George spun round to see if there was any other way out. Of course, there wasn’t. Behind him were a number of other soldiers in the same black armour as Khilliarkos, the man who had captured him, though without the spiked shoulders and horns. They were all holding longbows notched with arrows, which were pointed right at George and the other prisoners. The message was clear: If they tried to escape, or didn’t choose a weapon to fight one another, they would be shot.

The other men were already dashing towards the weapons. As soon as George realised this he ran as fast as he could towards the barrier, ignoring the pain in his chest and limbs, trying as hard as he could to tune it out. Some of the others got there first and broke away with the weapons they had picked up, but one of them stayed by the rack of weapons, trying with a huge mace to stop anyone else near him from picking anything up.
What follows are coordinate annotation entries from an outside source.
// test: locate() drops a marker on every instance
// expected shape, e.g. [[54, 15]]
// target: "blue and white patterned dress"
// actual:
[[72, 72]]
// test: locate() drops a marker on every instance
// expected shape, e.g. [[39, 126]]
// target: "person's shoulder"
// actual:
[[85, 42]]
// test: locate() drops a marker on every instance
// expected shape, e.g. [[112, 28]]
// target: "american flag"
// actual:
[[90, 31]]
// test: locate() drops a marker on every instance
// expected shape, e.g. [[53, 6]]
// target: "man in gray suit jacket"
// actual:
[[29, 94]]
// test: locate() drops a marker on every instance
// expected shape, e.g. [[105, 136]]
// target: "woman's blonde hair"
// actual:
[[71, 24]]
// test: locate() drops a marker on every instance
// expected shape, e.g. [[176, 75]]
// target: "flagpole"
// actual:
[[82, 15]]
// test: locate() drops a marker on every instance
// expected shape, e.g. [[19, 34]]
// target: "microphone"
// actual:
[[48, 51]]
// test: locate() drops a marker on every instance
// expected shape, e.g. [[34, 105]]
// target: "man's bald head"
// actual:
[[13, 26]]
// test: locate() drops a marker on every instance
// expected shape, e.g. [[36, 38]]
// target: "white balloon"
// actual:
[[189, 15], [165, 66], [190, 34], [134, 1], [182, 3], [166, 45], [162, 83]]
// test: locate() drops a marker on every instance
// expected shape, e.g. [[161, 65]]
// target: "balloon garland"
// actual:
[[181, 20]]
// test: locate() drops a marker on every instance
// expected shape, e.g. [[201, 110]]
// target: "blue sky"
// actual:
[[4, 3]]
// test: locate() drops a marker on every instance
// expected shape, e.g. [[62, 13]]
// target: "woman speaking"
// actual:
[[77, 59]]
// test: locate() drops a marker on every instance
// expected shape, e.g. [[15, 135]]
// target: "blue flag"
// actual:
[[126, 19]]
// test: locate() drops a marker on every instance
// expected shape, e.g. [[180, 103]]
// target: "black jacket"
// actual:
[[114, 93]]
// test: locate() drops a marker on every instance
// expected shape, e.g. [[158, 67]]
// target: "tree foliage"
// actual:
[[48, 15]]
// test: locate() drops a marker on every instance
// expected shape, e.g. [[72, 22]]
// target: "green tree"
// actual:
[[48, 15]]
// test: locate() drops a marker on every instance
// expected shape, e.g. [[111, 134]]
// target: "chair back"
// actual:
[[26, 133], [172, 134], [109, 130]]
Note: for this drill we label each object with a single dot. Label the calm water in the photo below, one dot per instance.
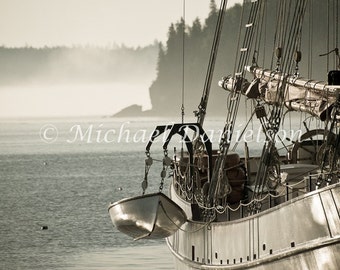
(63, 173)
(67, 185)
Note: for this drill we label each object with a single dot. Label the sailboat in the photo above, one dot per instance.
(279, 209)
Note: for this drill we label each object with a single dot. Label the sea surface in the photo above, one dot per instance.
(54, 194)
(57, 178)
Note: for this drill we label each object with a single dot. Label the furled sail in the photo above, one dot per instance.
(314, 97)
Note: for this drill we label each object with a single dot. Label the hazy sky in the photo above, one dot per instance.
(94, 22)
(40, 23)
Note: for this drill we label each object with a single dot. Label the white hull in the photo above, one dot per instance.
(303, 233)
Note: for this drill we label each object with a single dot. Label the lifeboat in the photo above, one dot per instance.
(151, 216)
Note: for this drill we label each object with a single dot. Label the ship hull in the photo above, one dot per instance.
(303, 233)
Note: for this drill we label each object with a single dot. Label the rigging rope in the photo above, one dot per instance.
(183, 63)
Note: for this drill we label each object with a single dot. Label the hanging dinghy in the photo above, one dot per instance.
(152, 216)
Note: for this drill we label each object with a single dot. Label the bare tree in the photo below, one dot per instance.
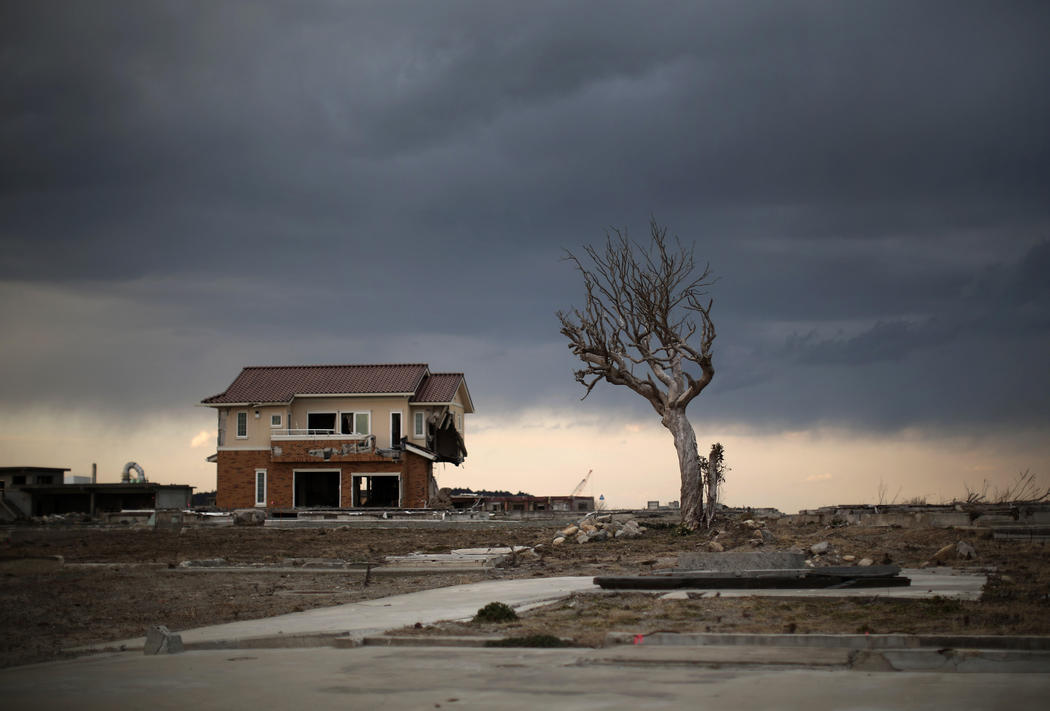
(646, 326)
(713, 473)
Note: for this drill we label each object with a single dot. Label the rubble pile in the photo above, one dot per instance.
(591, 528)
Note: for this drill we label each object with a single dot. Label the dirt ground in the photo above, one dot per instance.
(114, 582)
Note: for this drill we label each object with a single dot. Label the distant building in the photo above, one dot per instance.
(41, 490)
(521, 502)
(337, 436)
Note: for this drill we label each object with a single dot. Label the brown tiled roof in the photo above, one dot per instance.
(280, 383)
(438, 388)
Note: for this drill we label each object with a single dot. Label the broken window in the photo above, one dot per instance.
(377, 490)
(320, 423)
(355, 423)
(316, 489)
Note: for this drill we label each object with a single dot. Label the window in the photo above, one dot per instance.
(260, 487)
(320, 423)
(395, 430)
(355, 423)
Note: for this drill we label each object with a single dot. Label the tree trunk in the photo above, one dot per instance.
(689, 465)
(714, 467)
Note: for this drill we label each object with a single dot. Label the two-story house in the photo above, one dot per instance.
(337, 436)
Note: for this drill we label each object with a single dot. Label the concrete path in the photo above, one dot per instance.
(458, 602)
(461, 602)
(568, 680)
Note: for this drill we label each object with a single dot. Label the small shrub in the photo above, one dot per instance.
(496, 612)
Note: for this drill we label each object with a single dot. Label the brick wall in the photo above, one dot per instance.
(415, 476)
(235, 477)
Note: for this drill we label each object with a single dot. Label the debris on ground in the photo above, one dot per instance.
(160, 640)
(592, 528)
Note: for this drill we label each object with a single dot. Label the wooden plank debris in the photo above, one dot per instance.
(803, 579)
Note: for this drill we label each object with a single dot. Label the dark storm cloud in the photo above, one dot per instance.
(225, 183)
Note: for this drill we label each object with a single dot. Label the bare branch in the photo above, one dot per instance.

George stayed out of his way and grabbed the first weapon he came to, a short sword, and then tried to put as much distance between the rack and himself as possible, without getting too close to the archers. As he glanced back behind him, George saw someone cut down the mace-wielder with a horrifying gash to the back from a longsword. He felt as if he was going to be sick. The crowd went mad with noise. George picked out a few calls from close by in the front row.

“Kill! Let’s see some more blood!”

“Chase the stragglers! Don’t let them get away!”

“Break their bones! Spill their guts!”

The rest of the men reached the wall and selected their weapons too. They began to fight with one another with the wild frenzy of people who have nothing to lose, who have no family or friends, no life to go back to, just the single, driving will to stay alive. Kill or be killed.   

George kept well back. He wanted to stay alive too and he had one simple tactic: Keep himself out of the way. He could not fight. He could not kill, even to be avoid being killed. His whole body was shaking. He tightened his grip on his sword and gritted his teeth.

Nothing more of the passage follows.